The amount of local used is typically 15-30 Mls with most using 30 Mls for SCB and ICB.
For my ISB I use 20 Mls and duration of postop analgesia is similar to 30 Mls. FYI, the concentration of Bupivacaine needed for good postop analgesia is 0.25-0.375 percent. So, even though many use 0.5.percent Bup that may be overkill if a GA with LMA is also administered. Again, duration of postop analgesia with 0.25-0.375 percent Bup is still quite good vs 0.5 percent Bup.

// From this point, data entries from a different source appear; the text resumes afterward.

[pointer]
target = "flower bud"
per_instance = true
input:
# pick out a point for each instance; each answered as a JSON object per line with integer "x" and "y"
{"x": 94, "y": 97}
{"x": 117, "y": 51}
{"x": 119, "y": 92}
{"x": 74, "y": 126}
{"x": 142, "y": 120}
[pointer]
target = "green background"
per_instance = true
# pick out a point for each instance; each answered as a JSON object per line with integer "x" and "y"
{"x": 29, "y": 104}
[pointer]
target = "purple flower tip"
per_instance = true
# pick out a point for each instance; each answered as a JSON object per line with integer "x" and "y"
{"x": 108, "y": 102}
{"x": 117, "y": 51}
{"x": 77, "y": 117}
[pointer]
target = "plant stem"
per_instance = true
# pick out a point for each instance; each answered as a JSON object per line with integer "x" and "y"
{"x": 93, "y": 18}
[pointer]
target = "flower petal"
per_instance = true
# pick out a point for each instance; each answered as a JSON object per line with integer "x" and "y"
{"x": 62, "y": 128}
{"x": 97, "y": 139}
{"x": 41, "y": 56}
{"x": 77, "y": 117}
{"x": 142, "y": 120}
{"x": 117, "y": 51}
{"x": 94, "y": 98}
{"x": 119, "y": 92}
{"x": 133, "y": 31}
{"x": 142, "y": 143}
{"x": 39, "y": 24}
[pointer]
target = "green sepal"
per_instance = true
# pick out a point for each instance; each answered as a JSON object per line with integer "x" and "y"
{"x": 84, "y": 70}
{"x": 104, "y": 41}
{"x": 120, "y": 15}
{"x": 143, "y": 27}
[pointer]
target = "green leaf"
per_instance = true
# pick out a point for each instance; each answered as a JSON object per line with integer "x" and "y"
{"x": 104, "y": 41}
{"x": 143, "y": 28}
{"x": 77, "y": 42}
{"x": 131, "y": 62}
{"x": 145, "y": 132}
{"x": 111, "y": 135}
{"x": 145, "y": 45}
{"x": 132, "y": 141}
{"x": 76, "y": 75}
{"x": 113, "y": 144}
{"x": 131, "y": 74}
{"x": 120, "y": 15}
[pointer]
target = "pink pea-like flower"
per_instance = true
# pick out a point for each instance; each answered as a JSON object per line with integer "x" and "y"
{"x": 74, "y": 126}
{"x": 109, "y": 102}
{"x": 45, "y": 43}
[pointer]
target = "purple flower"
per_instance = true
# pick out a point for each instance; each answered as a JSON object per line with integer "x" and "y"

But, don’t just take my word for it give it a try and see for yourself.
Do you know of any reference for duration of block versus bupi concentration or bupi total dose. In residency most people used 0.25 which seemed to offer the same duration as 0.375 or 0.5 but I never found any evidence that one is better than the other.
 
Do you know of any reference for duration of block versus bupi concentration or bupi total dose. In residency most people used 0.25 which seemed to offer the same duration as 0.375 or 0.5 but I never found any evidence that one is better than the other.

That’s my point. The literature is very scarce in this area. Most of it is out of date because the authors didn’t utilize u/s which results in shorter duration of postop analgesia. I can tell you from my experience that 0.25 percent Bup is very good but not quite as good as 0.5 percent Bup. The higher concentration using 30 ml results in a 1-2 more hours of postop analgesia. But, is it worth it to double the concentration of local just to pick up an extra 1-2 hours? That’s a professional decision.

As for volume, to achieve A high success rate when performing a SCB or ICB the data shows 25-35 Mls as recommended. I typical use 30 Mls with excellent success. Yes, you can get away with less volume but the failure rate goes up slightly.

With all the research going on in academic centers these questions should have already been answered. The answers in the literature are either pre ultrasound or simply incorrect.

Don’t take my word for it. I recommend you try it in your practice. Your results will likely mirror mine.